A bit more, carrying on from where we left off. I’ve indented the quotes from Locke, to break up the long paragraphs somewhat.

That it is this common right which a man exercises, when he separates a thing for his own use, and claims to use it, because he has so separated it, will appear [p.54] from the limitation, which Mr. Lock himself puts upon what he calls property, when it is thus acquired.

“God has given us all things richly, is the voice of reason, confirmed by inspiration. But how far has he given it us? To enjoy. As much as any one can make use of, to any advantage of life, before it spoils, so much he may, by his labour, fix a property in: whatever is beyond this, is more than his share, and belongs to others. Nothing was made by God for man to spoil or destroy.”

But certainly, to take no more than we want, or no more than we can make use of, before it will be spoiled, is a limitation unknown to property: it belongs only to the exercise of a common right in a joynt stock; where no one of the commoners has an exclusive right to keep, but all and each of them have a joint right to use.But Mr. Lock endeavours to take off this limitation, and to shew us by what means, upon the same principles, property might be accumulated.

“The greatest part of things really useful to the life of man, and such as the necessity of subsisting made the first commoners of the world look after, as it doth the Americans now, are generally things of short duration; such, as if they are not consumed by use, will decay and perish of themselves: gold, silver, and diamonds, are things, that fancy or agreement hath put the value on, more than real use, and the necessary support of life. Now of those good things, which nature hath provided in common, every one had a right to as much as he could use, and property in all he could effect with his labour; all, that his [p.55] industry could extend to, to alter from the state nature had put it in. He that gathered a hundred bushels of acorns, or apples, had thereby a property in them, they were his goods, as soon as gathered. He was only to look, that he used them before they spoiled, else he took more than his share, and robbed others. And indeed it was a foolish thing, as well as dishonest, to hoard up more than he could make use of. If he gave away a part to any body else, so that it perished not uselessly in his possession, then he made use of it. And if he also bartered away plums, that would have rotted in a week, for nuts, that would last good for his eating a while year, he did no injury; he wasted not the common stock; he destroyed no part of the portion of goods, that belonged to others, so long as nothing perished uselessly in his hands. Again, if he would give his nuts for a piece of metal, pleased with its colour, or exchange his sheep for shells or wool, for a sparkling pebble or diamond, and keep them by him all his life, he invaded not the rights of others; he might heap up as much of these durable things, as he pleased; the exceeding the bounds of his just property not lying in the largeness of his possessions, but the perishing of any thing uselessly in it.”

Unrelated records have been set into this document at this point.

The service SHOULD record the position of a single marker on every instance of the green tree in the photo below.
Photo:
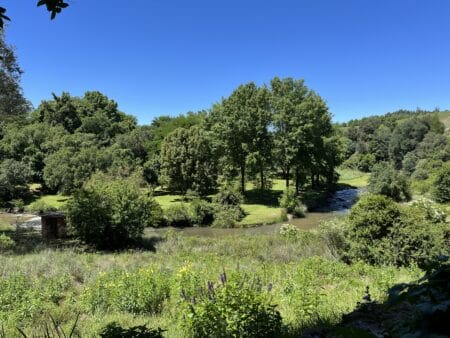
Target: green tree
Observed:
(14, 176)
(302, 123)
(188, 161)
(240, 126)
(370, 221)
(441, 185)
(68, 168)
(405, 137)
(387, 181)
(53, 6)
(13, 105)
(111, 214)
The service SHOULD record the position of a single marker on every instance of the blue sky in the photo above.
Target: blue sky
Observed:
(363, 57)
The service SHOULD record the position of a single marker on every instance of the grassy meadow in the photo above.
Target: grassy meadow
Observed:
(310, 286)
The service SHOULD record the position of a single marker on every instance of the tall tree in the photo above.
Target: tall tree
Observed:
(188, 162)
(13, 105)
(240, 125)
(302, 122)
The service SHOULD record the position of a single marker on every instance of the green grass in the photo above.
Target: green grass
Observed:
(308, 282)
(353, 178)
(260, 214)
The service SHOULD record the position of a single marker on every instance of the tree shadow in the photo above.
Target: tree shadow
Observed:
(418, 309)
(268, 198)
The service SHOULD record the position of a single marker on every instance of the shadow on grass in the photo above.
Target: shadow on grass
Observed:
(30, 241)
(418, 309)
(268, 198)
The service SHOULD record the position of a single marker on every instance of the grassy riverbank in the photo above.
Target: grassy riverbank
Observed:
(310, 286)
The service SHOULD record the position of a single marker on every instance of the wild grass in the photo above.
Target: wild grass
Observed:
(354, 178)
(309, 284)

But this writer seems here to take for granted the point in question. We contend, and he allows, that the right of him, who gathered acorns or plums, extends no farther than to such a quantity of them, as he can use before they are spoiled: and in shewing how this limitation may be removed, he reasons as if there was no such limitation. How else should he, who had collected more plums, than he could use before they were [p.56] spoiled, or more sheep than he wanted to cloath or to feed himself, barter away the plums for nuts, which would keep the year round, or for metal, that would keep as long as he lived? The very notion of bartering implys property. Our author therefore must suppose the man to have property in what would spoil before he can use it; or else he could not suppose him to barter it away: that is, since this contrivance of bartering was introduced, to shew how property might be accumulated, or to take off the limitation of appropriating no more than can be used, whilst it is good; in order to apply this contrivance, he must suppose the limitation to be taken off already, and the man to have property in plums, or sheep, which he does not want, and which he could not use, before they would perish in his hands. Indeed in mankind would consent and submit thus to barter one with another; this consent would be sufficient to take off the limitation, and to introduce a true right of property. For if I knowingly and willingly bargain with another about my own goods, which are in his possession, as if they were his; this act of mine may well be construed as a tacit consent to make them his. And if in like manner mankind would bargain with one another about goods, which belonged to all in common, as if they were the property of the possessor, they tacitly give up their claim to those goods, and so they become his property. But property, when introduced after this manner, is introduced by consent of parties, and not by the labour, which the possessor, or occupant, has employed in separating the things, which he possesses, from the common stock.